I was glad for it, but I cannot help but feel it was wasted. Aside from the boss, most enemies simply approached me and telegraphed an attack directly in front of them. The boss swiped at me, unleashed shockwaves, dodged my attacks, and forced me to platform- but never did I have to do anything outside of attacking, dodging, or moving out of the way by running or jumping.
The combat underwhelms in other ways as well. While you have a meter gradually build up into a mighty rage attack, but despite the fancy light show it does not feel satisfying to use, much like hammering away with your whip.
Towards the end of the demo I was even shocked to discover I could equip my whip with runes I found to improve my stats. This RPG element feels sadly wasted on such a basic combat system and I cannot imagine it will feel like it adds to the game (other than making you find them so you keep dealing and do not take too much damage later on).
While the full game promises more weapons and ways to fight, I was not impressed with combat here. It was overshadowed by an improved standard for combat mechanics across the board over the last five to ten years.
As already mentioned, the game also takes cues from Dark Souls. This is via your currency (which also happens to be souls) being dropped when you die, and even finding crystals to use (break open) to gain even more. Upon returning to where you were, the dropped souls can be recaptured. However, the souls do not go away if you die again before collecting.
The purpose of the mechanic in other games is to encourage caution to reclaim your lost currency (representing time spent), and therefore learning more about the game and its enemies. If you can reclaim this currency whenever, then why lose it at all? You can keep trying the same strategy over and over until you win by luck.
The game’s art-style still makes it stand-out like the series did when it first appeared. The slight exaggeration and colorfulness evokes a 90s comic book style, minus the cel shading. Grass is lush and green, any patch of brown or grey is flanked with something more interesting, and the monsters stand-out and look meaty.
The animation on Fury and the enemies is also grand. Attacks and then ensuing winces help sell how hard they hit. Fury’s hair and whip both snake around in a way that a few years prior we would not have seen. Not to mention the magical attacks and effects look truly arcane.
That being said, there was the rare instance I saw textures that looked a little flat.

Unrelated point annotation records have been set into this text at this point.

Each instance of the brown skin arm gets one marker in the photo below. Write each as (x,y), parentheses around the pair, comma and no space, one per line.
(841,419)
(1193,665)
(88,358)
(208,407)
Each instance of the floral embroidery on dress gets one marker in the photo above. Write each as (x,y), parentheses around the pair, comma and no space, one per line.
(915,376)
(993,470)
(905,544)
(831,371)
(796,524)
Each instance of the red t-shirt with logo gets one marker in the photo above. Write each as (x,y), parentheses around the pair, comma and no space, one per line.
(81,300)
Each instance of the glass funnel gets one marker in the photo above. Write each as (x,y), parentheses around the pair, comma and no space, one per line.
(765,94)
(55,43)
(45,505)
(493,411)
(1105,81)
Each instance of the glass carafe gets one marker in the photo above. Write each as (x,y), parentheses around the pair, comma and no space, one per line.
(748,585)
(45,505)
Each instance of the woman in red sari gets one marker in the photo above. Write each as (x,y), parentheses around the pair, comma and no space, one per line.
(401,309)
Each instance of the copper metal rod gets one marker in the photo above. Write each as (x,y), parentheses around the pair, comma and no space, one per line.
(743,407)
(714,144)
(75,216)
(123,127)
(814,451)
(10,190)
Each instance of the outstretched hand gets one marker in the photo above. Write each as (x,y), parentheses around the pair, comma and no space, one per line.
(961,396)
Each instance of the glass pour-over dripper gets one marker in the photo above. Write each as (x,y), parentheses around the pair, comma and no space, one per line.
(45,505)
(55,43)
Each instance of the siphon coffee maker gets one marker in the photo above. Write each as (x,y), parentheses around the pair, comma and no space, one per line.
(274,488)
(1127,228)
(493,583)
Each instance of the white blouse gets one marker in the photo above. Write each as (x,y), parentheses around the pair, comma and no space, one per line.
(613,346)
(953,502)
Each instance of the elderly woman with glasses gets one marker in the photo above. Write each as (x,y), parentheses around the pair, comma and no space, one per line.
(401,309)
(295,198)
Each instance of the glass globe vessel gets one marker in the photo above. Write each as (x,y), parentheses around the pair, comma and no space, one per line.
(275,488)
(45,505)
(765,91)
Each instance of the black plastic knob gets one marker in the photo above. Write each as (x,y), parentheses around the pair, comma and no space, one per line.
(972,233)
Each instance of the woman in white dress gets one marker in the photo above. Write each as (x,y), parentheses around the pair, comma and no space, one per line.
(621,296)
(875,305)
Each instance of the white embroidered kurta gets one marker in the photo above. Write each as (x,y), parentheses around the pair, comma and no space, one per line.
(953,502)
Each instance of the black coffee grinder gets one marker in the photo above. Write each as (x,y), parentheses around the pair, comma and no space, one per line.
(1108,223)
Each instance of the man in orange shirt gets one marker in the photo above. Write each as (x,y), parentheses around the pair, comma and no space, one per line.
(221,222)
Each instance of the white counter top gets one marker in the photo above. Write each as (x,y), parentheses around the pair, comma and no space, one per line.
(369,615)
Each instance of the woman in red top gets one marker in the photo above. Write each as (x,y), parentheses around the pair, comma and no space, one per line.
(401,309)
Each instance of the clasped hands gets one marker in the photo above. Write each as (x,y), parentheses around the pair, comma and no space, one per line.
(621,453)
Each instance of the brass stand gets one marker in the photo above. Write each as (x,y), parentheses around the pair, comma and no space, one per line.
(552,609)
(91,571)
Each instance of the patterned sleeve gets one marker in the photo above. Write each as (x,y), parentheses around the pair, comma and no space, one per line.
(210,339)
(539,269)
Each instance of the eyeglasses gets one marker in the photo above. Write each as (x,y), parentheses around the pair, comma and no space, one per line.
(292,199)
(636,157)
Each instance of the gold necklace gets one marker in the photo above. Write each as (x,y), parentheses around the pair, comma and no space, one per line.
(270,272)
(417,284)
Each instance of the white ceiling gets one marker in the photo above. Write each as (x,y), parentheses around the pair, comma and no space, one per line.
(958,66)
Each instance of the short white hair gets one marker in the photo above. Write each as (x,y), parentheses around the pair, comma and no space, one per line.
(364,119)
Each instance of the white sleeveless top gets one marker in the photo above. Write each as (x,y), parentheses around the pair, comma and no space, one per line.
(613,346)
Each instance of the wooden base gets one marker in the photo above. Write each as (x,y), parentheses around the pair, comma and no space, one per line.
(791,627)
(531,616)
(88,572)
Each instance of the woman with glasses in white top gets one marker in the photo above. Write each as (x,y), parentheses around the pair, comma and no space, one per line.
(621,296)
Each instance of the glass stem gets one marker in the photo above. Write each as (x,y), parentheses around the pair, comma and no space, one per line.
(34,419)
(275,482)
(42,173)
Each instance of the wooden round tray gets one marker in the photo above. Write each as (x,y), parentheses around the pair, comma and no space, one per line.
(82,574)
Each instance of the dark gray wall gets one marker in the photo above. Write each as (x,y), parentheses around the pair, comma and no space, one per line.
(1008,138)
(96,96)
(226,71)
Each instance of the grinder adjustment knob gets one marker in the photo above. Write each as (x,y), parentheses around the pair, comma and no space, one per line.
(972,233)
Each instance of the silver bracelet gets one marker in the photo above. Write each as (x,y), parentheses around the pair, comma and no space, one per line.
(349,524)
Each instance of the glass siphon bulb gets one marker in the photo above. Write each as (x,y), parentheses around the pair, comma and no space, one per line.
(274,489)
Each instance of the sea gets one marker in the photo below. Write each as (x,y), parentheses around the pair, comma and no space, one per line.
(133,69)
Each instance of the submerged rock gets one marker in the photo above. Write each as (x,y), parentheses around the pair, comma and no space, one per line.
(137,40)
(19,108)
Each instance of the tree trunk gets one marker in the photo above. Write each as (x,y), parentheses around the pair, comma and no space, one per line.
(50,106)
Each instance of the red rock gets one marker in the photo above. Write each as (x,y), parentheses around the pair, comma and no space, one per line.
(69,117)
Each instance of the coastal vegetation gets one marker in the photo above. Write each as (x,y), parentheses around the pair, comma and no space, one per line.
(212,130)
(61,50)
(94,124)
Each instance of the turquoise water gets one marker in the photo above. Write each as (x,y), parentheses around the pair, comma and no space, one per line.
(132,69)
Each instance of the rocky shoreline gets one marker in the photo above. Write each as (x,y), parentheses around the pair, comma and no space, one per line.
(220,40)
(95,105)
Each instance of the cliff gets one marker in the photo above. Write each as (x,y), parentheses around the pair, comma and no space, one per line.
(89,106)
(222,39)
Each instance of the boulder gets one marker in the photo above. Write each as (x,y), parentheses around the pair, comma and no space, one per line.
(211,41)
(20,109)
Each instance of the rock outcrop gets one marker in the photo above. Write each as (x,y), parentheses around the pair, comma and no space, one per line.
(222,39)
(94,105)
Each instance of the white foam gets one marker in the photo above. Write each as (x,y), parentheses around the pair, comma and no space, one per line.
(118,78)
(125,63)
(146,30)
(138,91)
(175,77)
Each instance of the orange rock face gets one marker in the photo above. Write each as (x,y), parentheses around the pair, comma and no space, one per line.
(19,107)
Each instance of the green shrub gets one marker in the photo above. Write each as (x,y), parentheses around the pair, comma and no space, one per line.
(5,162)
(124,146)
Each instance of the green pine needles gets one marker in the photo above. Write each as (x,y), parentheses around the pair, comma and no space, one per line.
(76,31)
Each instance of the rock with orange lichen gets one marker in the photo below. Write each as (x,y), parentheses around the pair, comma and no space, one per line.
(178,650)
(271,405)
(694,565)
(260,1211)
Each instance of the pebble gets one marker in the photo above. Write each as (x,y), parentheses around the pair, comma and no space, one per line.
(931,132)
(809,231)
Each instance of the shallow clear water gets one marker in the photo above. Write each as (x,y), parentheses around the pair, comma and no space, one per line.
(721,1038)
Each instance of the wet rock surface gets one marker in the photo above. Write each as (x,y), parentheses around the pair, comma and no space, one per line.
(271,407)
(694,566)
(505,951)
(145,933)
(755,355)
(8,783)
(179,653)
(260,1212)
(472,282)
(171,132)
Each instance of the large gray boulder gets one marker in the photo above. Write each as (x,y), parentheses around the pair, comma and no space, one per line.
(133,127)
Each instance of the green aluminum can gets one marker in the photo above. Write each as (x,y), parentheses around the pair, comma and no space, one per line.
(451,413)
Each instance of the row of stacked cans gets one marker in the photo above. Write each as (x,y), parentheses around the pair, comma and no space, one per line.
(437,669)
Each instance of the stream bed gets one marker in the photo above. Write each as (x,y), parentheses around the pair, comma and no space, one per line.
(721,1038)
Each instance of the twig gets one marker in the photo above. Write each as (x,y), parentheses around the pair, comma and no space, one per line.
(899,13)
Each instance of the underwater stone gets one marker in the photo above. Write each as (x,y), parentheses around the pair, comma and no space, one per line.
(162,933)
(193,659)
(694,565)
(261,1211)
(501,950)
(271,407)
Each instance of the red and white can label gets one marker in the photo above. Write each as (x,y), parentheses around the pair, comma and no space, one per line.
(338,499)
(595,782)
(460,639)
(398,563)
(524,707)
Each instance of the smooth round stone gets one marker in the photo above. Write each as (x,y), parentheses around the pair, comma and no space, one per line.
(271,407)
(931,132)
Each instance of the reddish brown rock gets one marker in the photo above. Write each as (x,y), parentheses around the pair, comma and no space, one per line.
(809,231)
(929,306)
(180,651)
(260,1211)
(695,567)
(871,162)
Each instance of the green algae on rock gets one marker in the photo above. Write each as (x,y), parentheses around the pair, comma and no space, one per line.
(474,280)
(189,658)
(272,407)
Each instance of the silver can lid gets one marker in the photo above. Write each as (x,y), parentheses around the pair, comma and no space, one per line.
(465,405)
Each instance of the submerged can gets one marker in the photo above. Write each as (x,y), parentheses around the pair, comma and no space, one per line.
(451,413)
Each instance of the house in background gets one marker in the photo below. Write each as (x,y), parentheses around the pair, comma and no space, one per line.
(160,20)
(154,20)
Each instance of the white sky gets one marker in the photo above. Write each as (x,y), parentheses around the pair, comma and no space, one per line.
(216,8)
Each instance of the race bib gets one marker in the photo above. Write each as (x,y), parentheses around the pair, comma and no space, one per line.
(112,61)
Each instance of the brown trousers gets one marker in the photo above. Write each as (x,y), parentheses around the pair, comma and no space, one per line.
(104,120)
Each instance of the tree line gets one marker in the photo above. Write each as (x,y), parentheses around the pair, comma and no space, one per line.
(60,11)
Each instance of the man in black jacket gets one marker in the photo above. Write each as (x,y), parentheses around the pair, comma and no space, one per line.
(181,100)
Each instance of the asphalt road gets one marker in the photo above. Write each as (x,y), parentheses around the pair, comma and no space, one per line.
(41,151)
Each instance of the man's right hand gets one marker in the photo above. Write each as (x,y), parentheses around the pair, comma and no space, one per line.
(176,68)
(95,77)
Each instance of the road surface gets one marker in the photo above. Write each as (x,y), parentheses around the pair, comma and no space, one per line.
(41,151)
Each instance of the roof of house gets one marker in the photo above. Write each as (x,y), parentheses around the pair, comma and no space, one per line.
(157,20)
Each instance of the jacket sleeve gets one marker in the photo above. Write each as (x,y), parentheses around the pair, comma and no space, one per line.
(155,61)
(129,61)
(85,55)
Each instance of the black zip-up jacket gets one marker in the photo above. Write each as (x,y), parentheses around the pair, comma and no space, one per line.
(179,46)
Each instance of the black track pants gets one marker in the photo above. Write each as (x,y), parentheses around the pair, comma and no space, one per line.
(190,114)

Almost as if they were missing bump mapping (small details of light and shadow that give a texture, well, texture without increasing the poly count). These were on environmental pieces only, and I hope it was not chosen to look like that.
Music is non-existent outside of cutscenes and boss fights. I respect this, as it helps the background ambience play out to emphasize how desolate the world is. It also emphasizes their slashes and smashes of enemies. During the boss the music was understated, but still punctuated the action and tension. Think modern movie-soundtrack. It fits and did the job, and you may not notice it was there.
I would like to praise the voice acting as well. Fury practically purrs her lines when she talks down to others one moment, before quickly changing to disgust. Everyone’s emotions were believable and well-acted. Even the border-line witch stereotype of Envy was a delight to listen to and fitted very well.
Darksiders 3 is a throwback, and not in a good way. While it can look stylish at times, it feels more like a basic adventure game with a mishmash of elements taken from other games to try and make it stand out.
It does none of them well, nor does it try to innovate. For fans of the series or those expecting something special, there is no need for fury. Just disappointed.
Darksiders 3 is coming to PC, PlayStation 4, and Xbox One on November 27th, 2018.